Na verdade, Smith argumenta que a principal restrição para as emissões do transporte marítimo não vem de barreiras tecnológicas, mas do processo político – mais significativamente, a Organização Marítima Internacional, o órgão da ONU responsável por lidar com o impacto climático do transporte marítimo. “Temos opções: podemos essencialmente proibir progressivamente os combustíveis fósseis em navios ou podemos tentar incentivar o mercado de combustíveis derivados de hidrogênio”, diz ele.
O próprio Smith prevê três estágios nos próximos 15 anos para os combustíveis derivados do hidrogênio no transporte marítimo: um aumento nos testes e primeiros do tipo de agora até 2025; uma absorção de hidrogênio por pioneiros na indústria até 2030; em seguida, uma escala mais ampla será implementada após 2030, conforme os custos diminuem e a infraestrutura para reabastecimento se torna mais difundida. As companhias de navegação já estão falando em encomendar navios “prontos para zero”, que podem ser facilmente adaptados para amônia, acrescentou ele. “A mentalidade deles é: eu sei que em 10 anos terei que fazer algo para operar aquele navio com amônia”, diz ele.
O resultado das emissões do transporte marítimo depende de uma ampla gama de fatores, desde regulamentações até a adoção de outras tecnologias.

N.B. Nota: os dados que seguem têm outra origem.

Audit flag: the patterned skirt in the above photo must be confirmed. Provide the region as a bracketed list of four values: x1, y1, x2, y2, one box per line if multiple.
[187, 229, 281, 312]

Mas há um crescente corpo de evidências de quão rápido o setor de transporte marítimo pode descarbonizar se decidir por isso, com um grande relatório descobrindo que ele poderia descarbonizar quase completamente até 2035 usando tecnologias atualmente conhecidas, incluindo combustíveis verdes alternativos como o hidrogênio.
Gilpin acredita que o setor poderia reduzir as emissões pela metade até 2030. “Se tratássemos essa emergência climática, como tratamos a emergência da Covid, com certeza poderíamos”, diz ela. “Mas nós não, pensamos ‘Oh, é um pouco difícil, vamos ter outra reunião sobre isso.’”
Mao concorda que, para garantir a adoção generalizada de tecnologia de transporte de emissões mais baixas, regulamentos obrigatórios rigorosos são vitais. Mesmo que os combustíveis de hidrogênio não sejam amplamente usados por uma década ou mais, ela diz, “realmente precisamos começar agora”.
“Existem muitas barreiras, vamos enfrentá-lo”, diz ela. “Devemos dedicar nosso dinheiro de pesquisa para tornar isso uma realidade no futuro.”